Con La grande bellezza agli Oscar siamo applauditi, ma con «la grande ipocrisia» siamo imbattibili: tutti a impallinare il neosottosegretario alle Infrastrutture, senatore Gentile, al quale il direttore de l’Ora della Calabria aveva ricondotto le pressioni intermediate dallo stampatore del quotidiano per bloccare la pubblicazione di una notizia sul figlio indagato del senatore calabrese.
Giustissimo, ma Gentile non si è nominato da solo. E, soprattutto, la storia delle pressioni sulla stampa nell’interesse del senatore che ieri ha però affermato di non averle mai chieste, non è stata una sorpresa sfortunatamente appresa dal premier dopo la nomina: era invece stata già da giorni ampiamente trattata sulle prime pagine dei giornali. Anzi, se si riascolta l’audio della telefonata pubblicato sul sito del giornale calabrese, la pressione sul direttore era motivata dallo stampatore del quotidiano proprio con la necessità di non rovinare l’immagine di Gentile nel momento in cui lo si sapeva appunto in corsa per un posto da sottosegretario. Ecco perché questa nomina, che oggettivamente ha premiato una pressione sul giornale anziché sanzionarla con il discredito reputazionale, più ancora di Gentile interpella il presidente del Consiglio, il cui frequente «ci metto io la faccia» mal si concilia ora con la goffa giustificazione da Prima Repubblica, per cui la nomina sarebbe stata frutto di una non rifiutabile indicazione del socio di maggioranza governativa Alfano, che di Gentile è il capopartito e lo sponsor. Tutto e il contrario di tutto, senza una rivisitazione critica o una condivisione argomentata, possono stare insieme solo e proprio perché la grande ipocrisia è l’unica cecità che permette di non voler vedere il vero nodo: e cioè l’assenza nel premier, almeno sinora, di una idea di giustizia che non si riduca all’aneddotica estemporanea sugli arresti da cambiare quando viene assolto un top manager che conosce o sui nuovi reati stradali da inventare quando emoziona la tragedia di un ragazzo investito; e che non si esaurisca nella promessa di intestarsi l’ultimo segmento di percorsi, come l’introduzione del reato di auto riciclaggio, in realtà ormai da tempo avviati perché dettati dall’Europa e elaborati già in dettaglio da tre apposite commissioni.
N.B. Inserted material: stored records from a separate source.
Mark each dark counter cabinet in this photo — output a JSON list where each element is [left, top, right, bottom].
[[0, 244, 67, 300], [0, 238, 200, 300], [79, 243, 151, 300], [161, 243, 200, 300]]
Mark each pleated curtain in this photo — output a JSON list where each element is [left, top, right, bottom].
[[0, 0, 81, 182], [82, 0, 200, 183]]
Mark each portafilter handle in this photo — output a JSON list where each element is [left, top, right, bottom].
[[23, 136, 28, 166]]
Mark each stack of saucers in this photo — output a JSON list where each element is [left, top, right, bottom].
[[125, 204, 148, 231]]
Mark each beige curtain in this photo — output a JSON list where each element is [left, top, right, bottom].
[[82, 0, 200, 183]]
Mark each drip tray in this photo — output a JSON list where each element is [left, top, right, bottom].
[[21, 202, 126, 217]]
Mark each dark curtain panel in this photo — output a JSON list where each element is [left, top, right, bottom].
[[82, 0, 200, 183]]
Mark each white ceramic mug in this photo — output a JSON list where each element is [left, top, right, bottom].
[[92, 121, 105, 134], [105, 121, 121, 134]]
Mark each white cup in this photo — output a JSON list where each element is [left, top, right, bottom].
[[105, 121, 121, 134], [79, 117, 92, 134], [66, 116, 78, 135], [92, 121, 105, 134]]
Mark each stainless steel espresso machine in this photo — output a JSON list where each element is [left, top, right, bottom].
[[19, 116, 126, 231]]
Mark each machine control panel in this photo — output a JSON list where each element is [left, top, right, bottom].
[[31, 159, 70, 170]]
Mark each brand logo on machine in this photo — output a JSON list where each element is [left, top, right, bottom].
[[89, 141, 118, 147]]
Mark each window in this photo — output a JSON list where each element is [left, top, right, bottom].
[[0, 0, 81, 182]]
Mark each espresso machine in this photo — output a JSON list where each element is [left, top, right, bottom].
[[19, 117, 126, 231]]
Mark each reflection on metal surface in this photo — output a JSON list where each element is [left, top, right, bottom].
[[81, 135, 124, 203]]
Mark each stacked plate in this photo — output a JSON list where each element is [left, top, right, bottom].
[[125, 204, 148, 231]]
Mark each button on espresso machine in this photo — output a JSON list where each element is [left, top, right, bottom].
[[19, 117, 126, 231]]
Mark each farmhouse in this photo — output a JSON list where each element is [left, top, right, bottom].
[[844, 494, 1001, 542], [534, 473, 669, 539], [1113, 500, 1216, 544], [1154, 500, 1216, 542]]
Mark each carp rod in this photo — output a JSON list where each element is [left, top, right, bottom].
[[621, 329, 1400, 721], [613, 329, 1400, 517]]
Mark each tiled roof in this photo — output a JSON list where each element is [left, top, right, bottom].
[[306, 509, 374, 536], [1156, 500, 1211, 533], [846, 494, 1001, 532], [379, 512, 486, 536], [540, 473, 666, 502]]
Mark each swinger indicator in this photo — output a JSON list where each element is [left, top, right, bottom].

È di questa assenza di una idea di giustizia che «parlano» certe nomine, alle quali peraltro il neoministro pd Orlando pare assistere con imbarazzo. A parole, ad esempio, il correntismo togato è unanimemente bollato come un morbo della magistratura, eppure il governo Renzi conferma Cosimo Ferri sottosegretario alla Giustizia, cioè proprio il magistrato proverbialmente leader di una delle più forti correnti, all’interno della quale sta crescendo il mal di pancia appunto per la commistione tra corrente come espressione culturale e corrente come veicolo politico. Tra ciò che sulla giustizia ha operato Berlusconi e ciò che in questi 20 anni hanno opposto i suoi contraddittori, Renzi fa pari e patta con la sbrigativa espressione «basta con i derby ideologici, tanto nessuno cambierebbe idea»: poi però nomina un altro sottosegretario alla Giustizia in Enrico Costa, parlamentare che legittimamente è stato tra i massimi pasdaràn di una delle due fazioni asseritamente in derby, quella degli ultraberlusconiani (oggi neoalfaniani) in prima fila nelle leggi ad personam, contro una imprescindibile riforma dello scandalo di 130.000 prescrizioni l’anno, a favore di stringenti limiti alle intercettazioni, e all’attacco della giurisdizione se si esprime in processi sgraditi. Passa così quasi in secondo piano che, appena insediato e a dispetto dei propositi, nel governo una sola mano già cominci a non bastare più per contare gli indagati tra ministri e sottosegretari: si può in teoria ritenere che sia un problema, si può motivare invece che non lo sia mai, o a quali condizioni non lo sia, e sarebbero tutte posizioni legittime se argomentate e rivendicate. Ma il punto è che questo governo non si sa cosa pensi.